"Anyone can purchase a garden for their yard or business, and each year up to half of the Jaick produce gardens go to low-income recipients at a reduced price," says Benson Maina, founder of Jaick Produce.
On the left, the gardens just finished the instalment, whereas, on the right, they're blossoming fruits
Jaick Produce is a Kenyan vertical garden supplier. The company has vertical gardens in a closed greenhouse and an open field setup. The majority of customers go for the open field setup to save on costs. The customer base is quite simple: either commercial growers or anyone who is eager to grow berries in their garden.

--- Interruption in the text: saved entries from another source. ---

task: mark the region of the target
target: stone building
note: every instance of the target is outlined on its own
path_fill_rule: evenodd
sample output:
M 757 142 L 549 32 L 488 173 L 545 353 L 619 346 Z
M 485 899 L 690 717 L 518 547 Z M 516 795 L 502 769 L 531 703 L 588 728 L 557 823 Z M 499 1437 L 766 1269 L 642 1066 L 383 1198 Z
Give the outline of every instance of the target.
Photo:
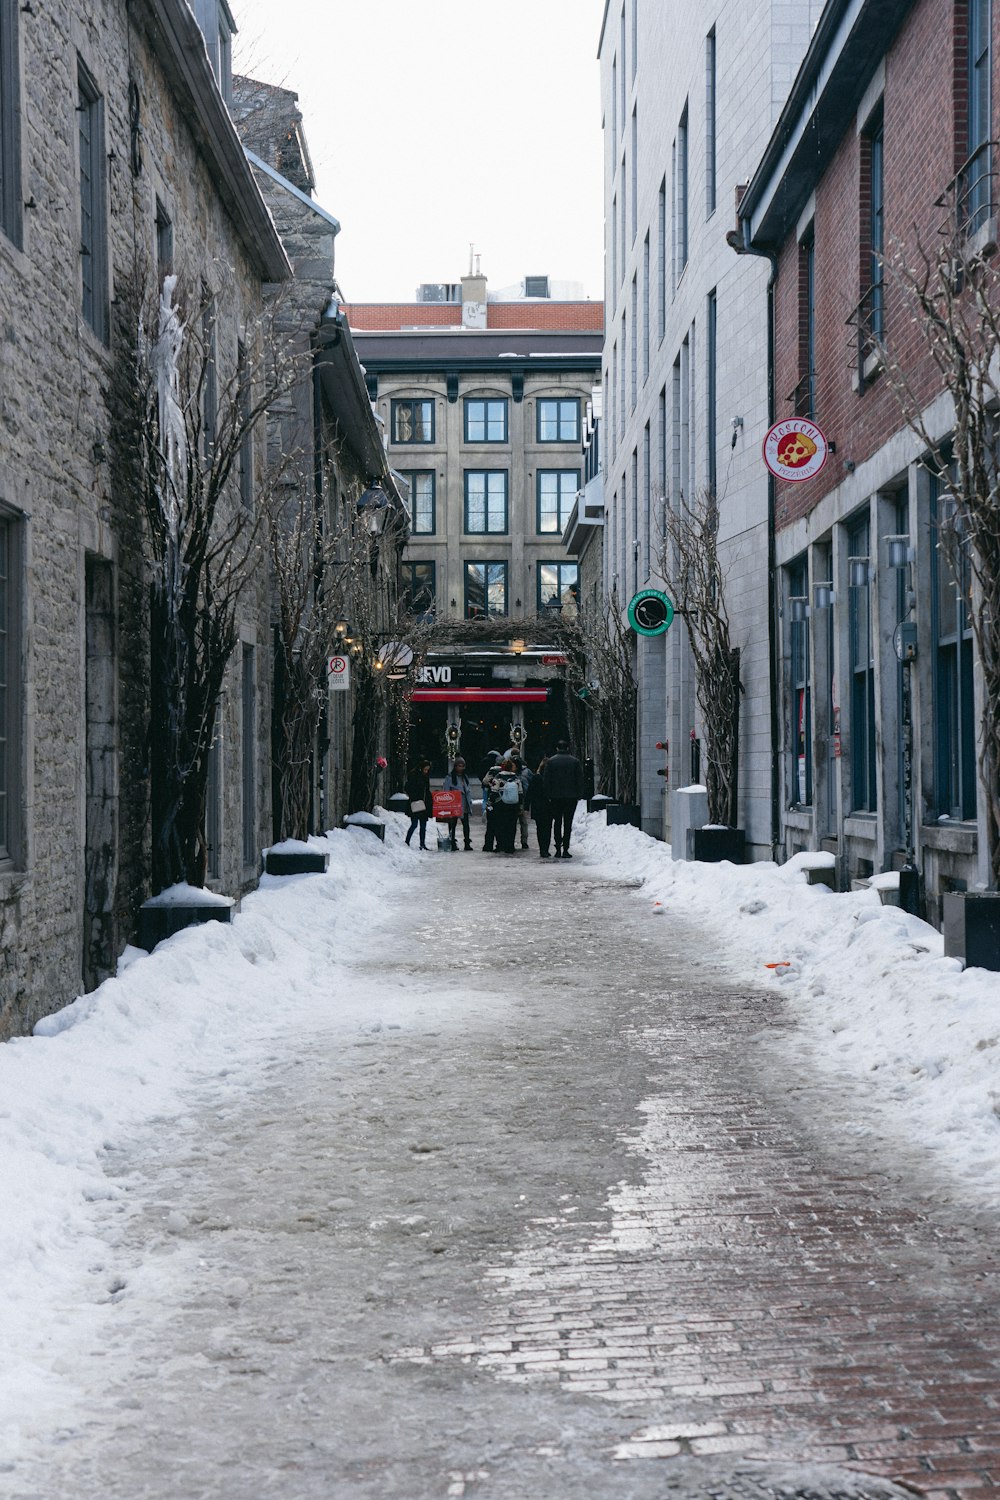
M 830 444 L 814 477 L 776 486 L 782 843 L 836 853 L 843 881 L 911 862 L 935 920 L 943 893 L 990 880 L 982 674 L 942 481 L 876 344 L 946 441 L 953 409 L 891 266 L 916 263 L 917 232 L 933 250 L 949 212 L 956 255 L 995 247 L 998 40 L 989 5 L 829 0 L 740 205 L 774 264 L 775 420 Z
M 205 32 L 185 0 L 0 6 L 0 1036 L 113 972 L 149 892 L 146 558 L 107 405 L 122 290 L 179 275 L 221 399 L 288 274 L 225 104 L 232 18 L 200 10 Z M 214 781 L 234 896 L 268 830 L 263 575 L 239 635 Z
M 481 622 L 492 637 L 432 656 L 414 694 L 414 749 L 435 771 L 448 744 L 473 767 L 519 738 L 540 756 L 565 727 L 544 622 L 577 594 L 562 537 L 582 483 L 603 308 L 548 277 L 493 293 L 473 273 L 422 287 L 413 303 L 345 312 L 409 484 L 403 594 L 417 614 Z
M 237 128 L 293 273 L 292 280 L 273 294 L 279 326 L 301 368 L 301 379 L 269 415 L 272 445 L 286 455 L 301 456 L 286 478 L 284 503 L 297 504 L 301 489 L 305 503 L 322 512 L 324 528 L 334 534 L 345 525 L 365 526 L 369 520 L 378 525 L 373 535 L 377 565 L 370 585 L 377 611 L 388 624 L 395 611 L 400 552 L 407 534 L 405 486 L 390 469 L 384 429 L 368 399 L 364 372 L 340 307 L 335 273 L 340 224 L 312 196 L 316 184 L 297 95 L 237 76 L 232 98 Z M 366 517 L 372 497 L 384 497 L 386 503 L 376 505 Z M 383 524 L 393 517 L 396 524 Z M 335 645 L 331 640 L 330 650 Z M 276 695 L 280 690 L 276 662 Z M 357 693 L 355 680 L 349 692 L 330 694 L 313 747 L 310 831 L 338 826 L 349 811 Z M 385 726 L 379 736 L 382 748 L 388 748 Z M 274 743 L 277 772 L 277 736 Z M 274 814 L 277 825 L 277 775 Z M 279 837 L 277 826 L 274 837 Z
M 714 494 L 744 694 L 739 809 L 751 855 L 777 838 L 768 629 L 766 261 L 727 243 L 817 0 L 702 7 L 608 0 L 603 464 L 609 596 L 662 583 L 665 504 Z M 702 736 L 685 629 L 636 641 L 642 826 L 670 838 L 669 792 L 698 781 Z M 669 742 L 666 753 L 658 744 Z M 666 768 L 668 776 L 657 774 Z M 676 853 L 683 856 L 684 850 Z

For the past 7 years, Jaick Produce has installed raised-bed gardens across Milwaukee and beyond. Whereas over the last two years, growers, institutions, and government installations have built approximately 5,000 seven stories vertical gardens filled with healthy, organic soil in front yards and backyards all over the country. This brings the total number of gardens installed by Jaick Produce to over 13,000.
From left to right, a fresh harvest that is ready for sales
The size of the vertical garden determines the production. For instance, the typical seven-story vertical garden can hold up to 100 strawberry seedlings. Once it's up and running, growers can harvest three times a week and yield up to five kilos of strawberries monthly.

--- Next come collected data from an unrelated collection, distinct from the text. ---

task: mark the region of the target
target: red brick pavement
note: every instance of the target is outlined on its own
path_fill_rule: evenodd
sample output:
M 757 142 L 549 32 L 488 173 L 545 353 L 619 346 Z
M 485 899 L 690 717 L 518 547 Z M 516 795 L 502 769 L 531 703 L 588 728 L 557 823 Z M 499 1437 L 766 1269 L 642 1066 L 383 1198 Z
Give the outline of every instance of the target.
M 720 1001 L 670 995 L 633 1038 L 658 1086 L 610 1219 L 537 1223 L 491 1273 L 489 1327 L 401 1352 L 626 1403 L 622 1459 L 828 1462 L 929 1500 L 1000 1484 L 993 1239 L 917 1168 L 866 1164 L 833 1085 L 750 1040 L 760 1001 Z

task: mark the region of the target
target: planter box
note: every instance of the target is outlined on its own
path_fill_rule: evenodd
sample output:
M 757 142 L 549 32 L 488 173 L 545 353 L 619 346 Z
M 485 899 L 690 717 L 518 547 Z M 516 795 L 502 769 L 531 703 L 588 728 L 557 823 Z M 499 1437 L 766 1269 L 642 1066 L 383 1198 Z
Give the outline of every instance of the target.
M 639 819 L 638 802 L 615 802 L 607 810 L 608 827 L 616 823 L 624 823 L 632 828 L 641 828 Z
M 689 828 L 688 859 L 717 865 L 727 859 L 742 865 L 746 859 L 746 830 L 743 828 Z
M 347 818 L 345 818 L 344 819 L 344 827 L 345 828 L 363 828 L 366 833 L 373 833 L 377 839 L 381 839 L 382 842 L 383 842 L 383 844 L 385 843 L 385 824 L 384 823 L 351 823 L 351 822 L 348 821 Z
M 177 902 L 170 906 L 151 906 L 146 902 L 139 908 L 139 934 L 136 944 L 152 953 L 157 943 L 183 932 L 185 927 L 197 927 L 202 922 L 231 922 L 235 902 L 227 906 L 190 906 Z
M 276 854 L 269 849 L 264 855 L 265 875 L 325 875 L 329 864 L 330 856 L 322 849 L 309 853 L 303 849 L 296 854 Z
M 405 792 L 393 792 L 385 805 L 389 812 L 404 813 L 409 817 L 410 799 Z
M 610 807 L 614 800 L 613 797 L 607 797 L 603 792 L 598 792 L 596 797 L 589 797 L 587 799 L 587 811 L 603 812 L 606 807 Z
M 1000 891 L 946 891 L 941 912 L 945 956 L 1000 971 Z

As the garden has multiple levels, the company notes that it has various advantages over other production systems. Such as higher productivity in a small area, shorter growing times, lower water use, fresh produce is more accessible, low labor cost, and optimal yield.
The majority of Kenyans in urban areas (56%) buy food from supermarkets, whereas the other 35% buy produce from kiosks and groceries, according to a survey released by mobile phone pollster Geopoll in 2015. "We're, therefore, very excited about the potential opportunities vertical farming presents to address food security in that aspect," Benson shared.
New system introduced
Very soon, Jaick Produce will be rolling out a rotating gardening system with integrated lighting. The hydroponic design will turn the plants upside down and force them to work against gravity, positively affecting the plants. Like others, Jaick Produce claims that it will make the plants stronger, but soon, more details can be shared on that.
Currently, the company also makes use of the growing showers displayed above
Hands-on the customer
Once a client has laid out the design, the team helps them through with irrigation, fertigation, and the farming process of it. With a tight schedule of calendar tasks, the customer knows exactly what to do and when.
As Benson, the number of gardens depends on the land size of a customer. The gardens, purchased by community members at an affordable price, are installed by a trained team of technicians and filled with organic soil and manure. One acre will allow having 1000 gardens, whereas the math continues from there on.